Dir: Steve Barker
Star: Dougray Scott, Jessica De Gouw, Martin McCann, Elen Rhys
At least in the beginning, this is slightly different from the usual zombie film, in that it takes place after the apocalypse has been contained – albeit at the cost of two billion lives. Life for the survivors has largely returned to normal, though the trauma of the events will never go away. In the post-post-apocalyptic world, on an island off the North African coast, the titular location has been set up, in which visitors can hunt zombies, safely. Those attending have a variety of motives: Lewis (McCann) and Melanie (De Gouw) are a couple who want to overcome Melanie’s PTSD; Jack and Alfie won a video-game tournament, and are looking forward to shooting the real thing instead; the reasons why Archer (Scott) and Sadie (Rhys) are there, are rather less apparent, at least initially.
Of course, stuff goes wrong, in a way so obviously cribbed from another film, they might as well have called this Chew-rassic Park (Chew, because they’re zombies. I’ll wait). Stranded in the middle of very hostile territory, the visitors have to make their way back to the docks and get off the island. Time is of the essence, because the breakdown has led to the Brimstone Protocol being triggered, in which the entire island will be wiped off the map, to prevent the outbreak from spreading further. [Why it’s necessary to flatten an island to contain an outbreak which already seems contained… because it’s on an island, is something the film never bothers to explain.] On the way, they’ll find out the rezort’s nasty little secret. Which Chris guessed ten minutes in – even before it was blatantly red-flagged by the situational set-up, or lines like, “If we can treat the dead like meat, then who is to say the living won’t be next?”
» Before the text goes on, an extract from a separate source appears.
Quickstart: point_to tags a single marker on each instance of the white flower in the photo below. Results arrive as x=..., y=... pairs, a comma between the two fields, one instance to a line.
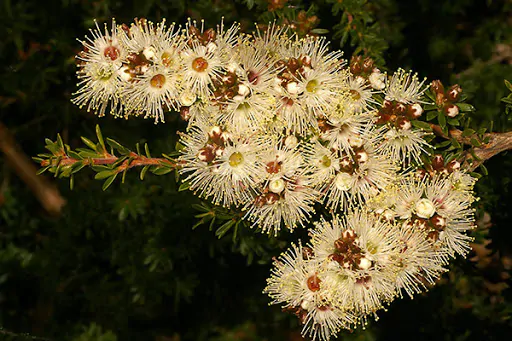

The set-up is better than the execution. The time of recovery after a disaster like this seems an aspect considerably less well-explored. This is probably because it’s considerably harder to make interesting, than the simple story of survival you can write while your disaster is in progress. The movie seems to realize this about 30 minutes in, largely reverting to generic type, and abandoning the world outside. Therefore, we get the running, chasing and being nibbled on, familiar from a thousand previous entries. What stuck in my mind most was the horrendous job matching the desert-like footage shot on the Canary Islands, with what looks like scenes shot in Wales. The two landscapes could hardly be more distinct, not least on the vegetation front.
As a zombie film, it’s okay. Scott, channeling Jurassic Sam Neill, is functionally taciturn, and his competence is a refreshing change from all the other characters, for whom glamping would probably prove a hardship. Once it gets going, it is, at least, consistently active, and they do explain the presence of zombies of variable speed (basically: the fresher, the faster), which help enhance the variety of the attack sequences. But zombie fatigue has long since set in for me, and it takes something really different to alleviate those symptoms. The Rezort is not it.